On the dynamics of contact Hamiltonian systems II: Variational construction of asymptotic orbits

TL;DR

This paper investigates the behavior of action minimizing orbits in contact Hamiltonian systems without the monotonicity assumption, establishing the existence of asymptotic and heteroclinic orbits connecting invariant sets associated with solutions to the Hamilton-Jacobi equation.

Contribution

It extends the analysis of contact Hamiltonian systems by constructing semi-infinite and heteroclinic orbits without the monotonicity condition, using an extended characteristic method.

Findings

Existence of semi-infinite orbits asymptotic to invariant sets.

Construction of heteroclinic orbits between invariant sets.

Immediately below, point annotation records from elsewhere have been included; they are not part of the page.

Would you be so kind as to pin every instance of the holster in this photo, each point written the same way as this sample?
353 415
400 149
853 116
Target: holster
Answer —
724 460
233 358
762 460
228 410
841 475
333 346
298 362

Extension of characteristic method for contact Hamiltonian systems.

Abstract

This paper is a continuation of our study of the dynamics of contact Hamiltonian systems in \cite{JY}, but without monotonicity assumption. Due to the complexity of general cases, we focus on the behavior of action minimizing orbits. We pick out certain action minimizing invariant sets $\{\widetilde{\mathcal{N}}_u\}$ in the phase space naturally stratified by solutions $u$ to the corresponding Hamilton-Jacobi equation. Using an extension of characteristic method, we establish the existence of semi-infinite orbits that is asymptotic to some $\widetilde{\mathcal{N}}_u$ and heteroclinic orbits between $\widetilde{\mathcal{N}}_u$ and $\widetilde{\mathcal{N}}_v$ for two different solutions $u$ and $v$.